The success of the Black Hand methods caused the ‘myth’ to spread all over the country. The Pittsburg police were credited with ‘the break up of the best organized blackmailing bands in the history of the Black Hand’. One of their raids produced evidence that they had ‘stumbled upon a huge society combining the worst features of the Mafia and Camorra’. They had found ‘carefully written by-laws, with a definite scale of spoil division and with many horrible oaths’. Then on another raid they found what appeared to be a ‘school of the Black Hand’, two young Italians had ‘actually been practicing with daggers on dummy figures’. However further investigation revealed that the Pittsburgh plant was in fact the union of the three or four local Black Hand bands and no connection with New York was ever made.

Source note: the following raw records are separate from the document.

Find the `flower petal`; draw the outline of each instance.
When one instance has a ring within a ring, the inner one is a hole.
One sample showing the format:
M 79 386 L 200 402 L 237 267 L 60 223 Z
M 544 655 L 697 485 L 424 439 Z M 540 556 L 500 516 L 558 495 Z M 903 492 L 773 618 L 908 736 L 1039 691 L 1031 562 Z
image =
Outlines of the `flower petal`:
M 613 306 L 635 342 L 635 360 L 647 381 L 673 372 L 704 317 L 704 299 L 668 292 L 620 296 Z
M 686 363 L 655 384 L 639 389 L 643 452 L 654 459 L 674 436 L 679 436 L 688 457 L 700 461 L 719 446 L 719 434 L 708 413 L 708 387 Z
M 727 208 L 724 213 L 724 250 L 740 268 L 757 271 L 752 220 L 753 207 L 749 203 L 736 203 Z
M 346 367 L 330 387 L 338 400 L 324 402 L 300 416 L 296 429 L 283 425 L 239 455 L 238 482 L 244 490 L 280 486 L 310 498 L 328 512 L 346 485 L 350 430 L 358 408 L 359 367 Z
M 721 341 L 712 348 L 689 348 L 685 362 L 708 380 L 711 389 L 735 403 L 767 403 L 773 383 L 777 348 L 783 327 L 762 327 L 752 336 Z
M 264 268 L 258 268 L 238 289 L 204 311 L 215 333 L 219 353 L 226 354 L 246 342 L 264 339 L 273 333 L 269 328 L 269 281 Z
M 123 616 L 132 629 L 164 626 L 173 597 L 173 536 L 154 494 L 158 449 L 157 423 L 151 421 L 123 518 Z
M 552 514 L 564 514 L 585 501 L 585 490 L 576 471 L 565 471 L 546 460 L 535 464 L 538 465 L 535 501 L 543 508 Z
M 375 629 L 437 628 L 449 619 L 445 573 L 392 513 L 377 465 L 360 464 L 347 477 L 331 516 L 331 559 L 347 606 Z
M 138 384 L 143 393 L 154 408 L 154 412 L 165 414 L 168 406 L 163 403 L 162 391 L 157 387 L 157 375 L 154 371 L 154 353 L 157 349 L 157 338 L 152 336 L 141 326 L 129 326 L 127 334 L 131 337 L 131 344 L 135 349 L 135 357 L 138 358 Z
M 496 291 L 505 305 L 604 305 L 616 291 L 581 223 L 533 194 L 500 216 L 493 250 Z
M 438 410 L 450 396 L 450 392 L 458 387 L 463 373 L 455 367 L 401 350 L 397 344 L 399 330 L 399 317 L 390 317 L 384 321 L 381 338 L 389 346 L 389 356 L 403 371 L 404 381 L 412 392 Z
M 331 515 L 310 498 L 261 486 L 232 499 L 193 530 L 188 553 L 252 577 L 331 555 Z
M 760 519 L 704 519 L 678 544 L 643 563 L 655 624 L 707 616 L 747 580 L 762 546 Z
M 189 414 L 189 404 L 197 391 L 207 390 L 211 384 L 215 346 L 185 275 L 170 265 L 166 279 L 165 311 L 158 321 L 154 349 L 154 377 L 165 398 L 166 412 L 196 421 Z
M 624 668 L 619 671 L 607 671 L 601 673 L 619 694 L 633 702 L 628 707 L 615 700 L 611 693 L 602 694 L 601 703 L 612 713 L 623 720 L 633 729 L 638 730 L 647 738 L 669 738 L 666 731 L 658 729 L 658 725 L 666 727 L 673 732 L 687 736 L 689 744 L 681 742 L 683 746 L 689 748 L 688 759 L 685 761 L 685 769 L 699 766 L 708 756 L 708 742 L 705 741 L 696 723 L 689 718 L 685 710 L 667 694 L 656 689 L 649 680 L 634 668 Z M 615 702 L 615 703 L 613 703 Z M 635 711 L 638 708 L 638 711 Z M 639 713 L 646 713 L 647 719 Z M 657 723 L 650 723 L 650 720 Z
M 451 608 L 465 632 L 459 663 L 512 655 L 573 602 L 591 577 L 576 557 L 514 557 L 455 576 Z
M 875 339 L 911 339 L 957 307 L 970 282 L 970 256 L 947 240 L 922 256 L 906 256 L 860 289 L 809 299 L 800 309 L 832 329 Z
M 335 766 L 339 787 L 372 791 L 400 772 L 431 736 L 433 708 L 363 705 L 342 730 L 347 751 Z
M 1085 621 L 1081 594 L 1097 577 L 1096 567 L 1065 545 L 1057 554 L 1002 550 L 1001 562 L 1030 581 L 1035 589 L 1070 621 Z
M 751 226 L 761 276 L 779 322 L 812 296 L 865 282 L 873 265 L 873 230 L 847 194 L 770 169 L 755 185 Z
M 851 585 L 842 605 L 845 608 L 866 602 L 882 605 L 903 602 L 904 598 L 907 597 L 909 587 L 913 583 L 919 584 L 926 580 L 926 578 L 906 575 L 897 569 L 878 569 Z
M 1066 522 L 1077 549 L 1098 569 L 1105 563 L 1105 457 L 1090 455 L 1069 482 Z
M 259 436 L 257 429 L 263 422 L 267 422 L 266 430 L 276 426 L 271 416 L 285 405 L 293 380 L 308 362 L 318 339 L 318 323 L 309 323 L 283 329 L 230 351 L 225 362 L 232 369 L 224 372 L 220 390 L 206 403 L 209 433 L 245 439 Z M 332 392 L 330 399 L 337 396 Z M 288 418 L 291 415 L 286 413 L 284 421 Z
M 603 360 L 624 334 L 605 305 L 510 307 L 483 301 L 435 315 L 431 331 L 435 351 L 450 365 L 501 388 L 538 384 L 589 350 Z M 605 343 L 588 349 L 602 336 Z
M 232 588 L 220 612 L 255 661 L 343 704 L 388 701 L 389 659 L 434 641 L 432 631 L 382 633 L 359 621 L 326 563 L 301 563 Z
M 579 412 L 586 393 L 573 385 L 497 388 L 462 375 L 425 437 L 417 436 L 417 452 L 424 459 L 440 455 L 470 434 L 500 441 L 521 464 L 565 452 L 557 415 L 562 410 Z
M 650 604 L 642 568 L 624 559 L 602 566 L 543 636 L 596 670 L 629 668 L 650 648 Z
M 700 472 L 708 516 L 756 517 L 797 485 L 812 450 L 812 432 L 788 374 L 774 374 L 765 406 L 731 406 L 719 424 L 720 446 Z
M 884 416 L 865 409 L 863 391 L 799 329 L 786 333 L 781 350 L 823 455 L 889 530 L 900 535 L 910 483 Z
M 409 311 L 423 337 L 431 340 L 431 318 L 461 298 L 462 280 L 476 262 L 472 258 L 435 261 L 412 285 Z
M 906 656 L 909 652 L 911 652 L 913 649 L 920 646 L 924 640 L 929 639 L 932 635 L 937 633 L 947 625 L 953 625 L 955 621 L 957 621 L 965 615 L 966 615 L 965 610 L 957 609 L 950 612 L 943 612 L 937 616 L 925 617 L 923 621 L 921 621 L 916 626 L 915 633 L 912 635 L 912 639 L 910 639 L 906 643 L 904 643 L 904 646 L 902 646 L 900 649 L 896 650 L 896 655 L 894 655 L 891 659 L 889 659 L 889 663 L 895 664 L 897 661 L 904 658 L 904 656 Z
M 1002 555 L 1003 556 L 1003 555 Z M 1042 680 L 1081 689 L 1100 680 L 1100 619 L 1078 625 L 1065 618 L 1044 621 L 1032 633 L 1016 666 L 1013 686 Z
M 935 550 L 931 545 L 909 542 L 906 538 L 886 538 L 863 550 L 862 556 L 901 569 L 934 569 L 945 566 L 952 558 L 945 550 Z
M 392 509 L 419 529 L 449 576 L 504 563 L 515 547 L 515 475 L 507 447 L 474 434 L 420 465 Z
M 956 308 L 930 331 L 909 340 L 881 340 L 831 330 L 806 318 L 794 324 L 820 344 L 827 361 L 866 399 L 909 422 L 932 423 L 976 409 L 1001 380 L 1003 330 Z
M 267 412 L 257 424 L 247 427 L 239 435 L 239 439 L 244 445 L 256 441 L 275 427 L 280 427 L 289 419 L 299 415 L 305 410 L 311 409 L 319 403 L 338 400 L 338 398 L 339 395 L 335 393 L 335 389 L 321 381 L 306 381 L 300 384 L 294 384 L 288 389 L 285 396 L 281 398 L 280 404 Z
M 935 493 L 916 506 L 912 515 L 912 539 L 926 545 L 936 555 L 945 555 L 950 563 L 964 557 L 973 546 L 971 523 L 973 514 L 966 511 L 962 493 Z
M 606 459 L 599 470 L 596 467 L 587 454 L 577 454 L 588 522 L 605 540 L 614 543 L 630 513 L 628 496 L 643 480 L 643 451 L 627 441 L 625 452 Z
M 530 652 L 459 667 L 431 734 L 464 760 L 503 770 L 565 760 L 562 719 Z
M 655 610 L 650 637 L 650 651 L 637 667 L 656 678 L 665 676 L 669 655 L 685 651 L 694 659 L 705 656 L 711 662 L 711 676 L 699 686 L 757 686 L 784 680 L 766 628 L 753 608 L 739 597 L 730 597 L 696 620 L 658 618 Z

Lieutenant Petrosino learnt of a new, more sophisticated extortion method that was spreading through the community. A shop keeper in Elizabeth Street explained to him, how three men had entered his shop and said they knew he had received Black Hand letters. They offered the shop keeper protection from the Black Hand threats for a small but regular fee. Many of the Black Hand bombers slowly turned into fatherly ‘protectors’ who integrated themselves openly into society. The anonymous terrorist had become a known face in the community.